On Saturday, Hina Shamsi, one of the staff attorneys with our National Security Project, travelled to Guantánamo Bay to observe the military commissions hearings of Omar Khadr and Salim Ahmed Hamdan.

You might recall Khadr and Hamdan’s story from Jamil Dakwar’s Gitmo blog post back in November. As you could probably tell from that post, nothing was really resolved in either case.

In today’s post on DailyKos, Hina gives a preview of what’s to come in Khadr’s proceedings. She explains the laws and treaties the U.S. has signed in regards to the treatment of juvenile offenders, and how the U.S. military commission system flouts these laws:

Recognition of the special needs of child offenders in the context of armed conflict are part of the law of this land.
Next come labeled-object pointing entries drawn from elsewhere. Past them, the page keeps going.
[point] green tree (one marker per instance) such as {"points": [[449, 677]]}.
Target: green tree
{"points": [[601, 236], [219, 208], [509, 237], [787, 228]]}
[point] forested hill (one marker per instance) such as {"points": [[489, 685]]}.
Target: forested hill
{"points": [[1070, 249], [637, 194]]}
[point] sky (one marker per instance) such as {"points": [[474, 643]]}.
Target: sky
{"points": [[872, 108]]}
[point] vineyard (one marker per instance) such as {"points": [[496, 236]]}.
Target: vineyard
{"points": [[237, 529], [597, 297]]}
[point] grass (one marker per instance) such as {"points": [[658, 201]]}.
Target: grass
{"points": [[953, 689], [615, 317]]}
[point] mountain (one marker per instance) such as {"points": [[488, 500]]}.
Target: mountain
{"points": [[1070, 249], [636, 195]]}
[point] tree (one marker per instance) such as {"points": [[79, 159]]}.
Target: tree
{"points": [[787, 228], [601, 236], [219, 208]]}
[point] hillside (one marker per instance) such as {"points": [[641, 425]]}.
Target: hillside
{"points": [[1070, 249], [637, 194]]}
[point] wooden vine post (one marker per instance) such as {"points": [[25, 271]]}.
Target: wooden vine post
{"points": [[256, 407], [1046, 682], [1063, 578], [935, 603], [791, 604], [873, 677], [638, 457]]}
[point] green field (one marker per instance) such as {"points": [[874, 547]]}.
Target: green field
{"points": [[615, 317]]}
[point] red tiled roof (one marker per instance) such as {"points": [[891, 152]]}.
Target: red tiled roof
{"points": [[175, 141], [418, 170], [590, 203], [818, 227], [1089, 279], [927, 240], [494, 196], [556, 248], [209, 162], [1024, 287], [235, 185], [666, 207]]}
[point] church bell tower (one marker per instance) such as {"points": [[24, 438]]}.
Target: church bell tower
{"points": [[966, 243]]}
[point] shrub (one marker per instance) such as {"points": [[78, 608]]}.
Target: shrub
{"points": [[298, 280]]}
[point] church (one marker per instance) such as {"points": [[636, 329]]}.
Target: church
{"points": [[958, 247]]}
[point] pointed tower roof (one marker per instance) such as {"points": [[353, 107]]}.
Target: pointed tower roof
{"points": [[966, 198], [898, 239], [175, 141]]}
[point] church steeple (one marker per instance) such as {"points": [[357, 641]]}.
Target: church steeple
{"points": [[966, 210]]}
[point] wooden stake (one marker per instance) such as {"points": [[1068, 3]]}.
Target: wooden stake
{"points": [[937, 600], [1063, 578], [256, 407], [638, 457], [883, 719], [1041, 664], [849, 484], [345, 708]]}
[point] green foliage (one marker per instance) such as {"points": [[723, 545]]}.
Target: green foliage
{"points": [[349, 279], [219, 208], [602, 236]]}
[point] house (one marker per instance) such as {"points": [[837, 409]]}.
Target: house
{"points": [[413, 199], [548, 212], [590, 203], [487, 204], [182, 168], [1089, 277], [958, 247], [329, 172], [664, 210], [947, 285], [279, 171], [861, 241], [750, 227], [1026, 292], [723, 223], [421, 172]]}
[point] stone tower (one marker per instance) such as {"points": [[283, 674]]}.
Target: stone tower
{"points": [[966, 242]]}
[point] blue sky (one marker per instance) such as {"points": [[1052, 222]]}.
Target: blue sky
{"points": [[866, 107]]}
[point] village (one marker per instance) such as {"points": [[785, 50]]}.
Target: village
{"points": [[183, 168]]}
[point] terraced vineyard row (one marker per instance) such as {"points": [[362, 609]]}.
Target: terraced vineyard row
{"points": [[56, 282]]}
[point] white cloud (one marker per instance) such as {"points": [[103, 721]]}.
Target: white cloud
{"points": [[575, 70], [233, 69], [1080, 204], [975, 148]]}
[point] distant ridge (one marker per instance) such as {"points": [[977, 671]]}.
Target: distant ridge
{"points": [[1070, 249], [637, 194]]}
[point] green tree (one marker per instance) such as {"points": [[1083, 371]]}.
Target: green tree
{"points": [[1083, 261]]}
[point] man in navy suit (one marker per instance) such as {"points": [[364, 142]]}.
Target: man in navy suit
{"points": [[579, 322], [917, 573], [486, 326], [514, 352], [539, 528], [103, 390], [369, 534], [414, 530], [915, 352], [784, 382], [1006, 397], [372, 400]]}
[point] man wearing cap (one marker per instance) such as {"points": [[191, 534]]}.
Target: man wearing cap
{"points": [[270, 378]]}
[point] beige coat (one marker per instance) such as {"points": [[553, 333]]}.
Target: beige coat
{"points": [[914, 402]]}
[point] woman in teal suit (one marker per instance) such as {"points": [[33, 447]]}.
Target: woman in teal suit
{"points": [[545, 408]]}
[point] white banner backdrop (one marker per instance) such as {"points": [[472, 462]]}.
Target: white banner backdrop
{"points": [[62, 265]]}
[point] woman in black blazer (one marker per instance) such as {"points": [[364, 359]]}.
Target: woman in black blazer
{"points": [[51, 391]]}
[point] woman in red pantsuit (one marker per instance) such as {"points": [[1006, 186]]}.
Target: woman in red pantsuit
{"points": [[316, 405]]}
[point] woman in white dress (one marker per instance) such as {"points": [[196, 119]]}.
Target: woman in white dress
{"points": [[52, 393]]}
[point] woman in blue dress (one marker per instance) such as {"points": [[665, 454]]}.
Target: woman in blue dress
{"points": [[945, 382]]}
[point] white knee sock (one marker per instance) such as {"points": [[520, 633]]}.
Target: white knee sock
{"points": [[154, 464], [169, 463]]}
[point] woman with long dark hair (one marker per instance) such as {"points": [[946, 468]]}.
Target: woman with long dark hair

In 2002, the United States ratified the United Nations’ Optional Protocol to the Convention on the Rights of the Child on Involvement of Children in Armed Conflict. That protocol, together with internationally recognized juvenile justice standards, recognizes that juveniles caught up as participants in armed conflict should be rehabilitated and provided “all appropriate assistance for their physical and psychological recovery and their social reintegration.”

Khadr’s detention and treatment has been to the contrary. In U.S. custody, he was denied access to a lawyer for more than two years and, his lawyers say, he was severely abused while at Guantánamo. His lawyers allege that he was shackled in painful positions, threatened with rape, and used as a “human mop” to clean up his own urine during one interrogation session. As international human rights groups said in letters sent on Friday to Secretary of Defense Robert M. Gates and Canadian Prime Minister Stephen Harper, “The U.S. government’s failure to properly treat Khadr as a child in detention violated U.S. legal obligations under the laws of war, the International Covenant on Civil and Political Rights, and international juvenile justice standards.”